Run the clickhouse -h command to view the command help of ClickHouse.
The command output is as follows:
Use one of the following commands: clickhouse local [args] clickhouse client [args] clickhouse benchmark [args] clickhouse server [args] clickhouse performance-test [args] clickhouse extract-from-config [args] clickhouse compressor [args] clickhouse format [args] clickhouse copier [args] clickhouse obfuscator [args] ...
The following table describes the parameters when the clickhouse client command is used to connect to the ClickHouse server.
¶ Parameter
Description
--host
Host name of the server. The default value is localhost. You can use the host name or IP address of the node where the ClickHouse instance is located.
--port
Port for connection.
If the SSL security connection is used, the default port number is 9440, the parameter --secure must be carried. For details about the port number, search for the tcp_port_secure parameter in the ClickHouseServer instance configuration.
If non-SSL security connection is used, the default port number is 9000, the parameter --secure does not need to be carried. For details about the port number, search for the tcp_port parameter in the ClickHouseServer instance configuration.
--user
Username.
You can create the user on Manager and bind a role to the user. For details, see ClickHouse User and Permission Management.
If Kerberos authentication is enabled for the current cluster and the user authentication is successful, you do not need to carry the --user and --password parameters when logging in to the client as the authenticated user. You must create a user with this name on Manager because there is no default user in the Kerberos cluster scenario.
If Kerberos authentication is not enabled for the current cluster, you can specify a user and its password created on Manager when logging in to the client. If the user is used for the first time, you need to log in to Manager to change the password. If the user and password parameters are not carried, user default is used for login by default.
--password
Password. The default password is an empty string. This parameter is used together with the --user parameter. You can set a password when creating a user on Manager.
--query
Query to process when using non-interactive mode.
--database
Current default database. The default value is default, which is the default configuration on the server.
--multiline
If this parameter is specified, multiline queries are allowed. (Enter only indicates line feed and does not indicate that the query statement is complete.)
--multiquery
If this parameter is specified, multiple queries separated with semicolons (;) can be processed. This parameter is valid only in non-interactive mode.
--format
Specified default format used to output the result.
--vertical
If this parameter is specified, the result is output in vertical format by default. In this format, each value is printed on a separate line, which helps to display a wide table.
--time
If this parameter is specified, the query execution time is printed to stderr in non-interactive mode.
--stacktrace
If this parameter is specified, stack trace information will be printed when an exception occurs.
--config-file
Name of the configuration file.
--secure
If this parameter is specified, the server will be connected in SSL mode.
--history_file
Path of files that record command history.
--param_<name>
Query with parameters.

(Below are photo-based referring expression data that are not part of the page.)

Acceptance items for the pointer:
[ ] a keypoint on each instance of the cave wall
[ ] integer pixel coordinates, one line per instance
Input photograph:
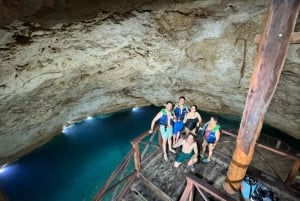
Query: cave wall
(61, 63)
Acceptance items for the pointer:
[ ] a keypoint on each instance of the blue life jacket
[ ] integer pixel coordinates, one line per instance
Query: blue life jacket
(164, 118)
(211, 138)
(180, 114)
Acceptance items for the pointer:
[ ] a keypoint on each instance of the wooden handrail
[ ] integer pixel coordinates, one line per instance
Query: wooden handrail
(193, 181)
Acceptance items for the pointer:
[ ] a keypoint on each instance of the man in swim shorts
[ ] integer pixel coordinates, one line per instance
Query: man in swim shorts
(189, 152)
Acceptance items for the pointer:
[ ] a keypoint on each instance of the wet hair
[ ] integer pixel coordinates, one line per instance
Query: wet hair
(215, 118)
(167, 102)
(195, 107)
(181, 97)
(194, 137)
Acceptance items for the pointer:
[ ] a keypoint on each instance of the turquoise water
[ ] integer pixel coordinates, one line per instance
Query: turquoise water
(75, 164)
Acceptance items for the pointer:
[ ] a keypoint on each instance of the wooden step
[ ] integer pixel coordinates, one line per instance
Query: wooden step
(148, 191)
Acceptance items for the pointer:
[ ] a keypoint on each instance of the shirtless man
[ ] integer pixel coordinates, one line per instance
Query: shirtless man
(192, 121)
(165, 117)
(188, 152)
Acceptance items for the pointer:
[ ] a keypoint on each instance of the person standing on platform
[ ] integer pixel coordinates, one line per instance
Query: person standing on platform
(189, 152)
(211, 137)
(165, 118)
(180, 111)
(192, 121)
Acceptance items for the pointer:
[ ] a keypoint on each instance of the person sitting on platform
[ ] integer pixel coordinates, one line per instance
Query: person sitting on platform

Pass values from the client to the server.
Using SSL for login when Kerberos authentication is disabled for the current cluster:
clickhouse client --host IP address of the ClickHouse instance --user Username --password Password --port 9440 --secure
Using SSL for login when Kerberos authentication is enabled for the current cluster:
You must create a user on Manager because there is no default user. For details, see ClickHouse User and Permission Management.
After the user authentication is successful, you do not need to carry the --user and --password parameters when logging in to the client as the authenticated user.
clickhouse client --host IP address of the ClickHouse instance --port 9440 --secure
Note
You can log in to FusionInsight Manager and choose Cluster > Services > ClickHouse > Instance to obtain the service IP address of the ClickHouseServer instance.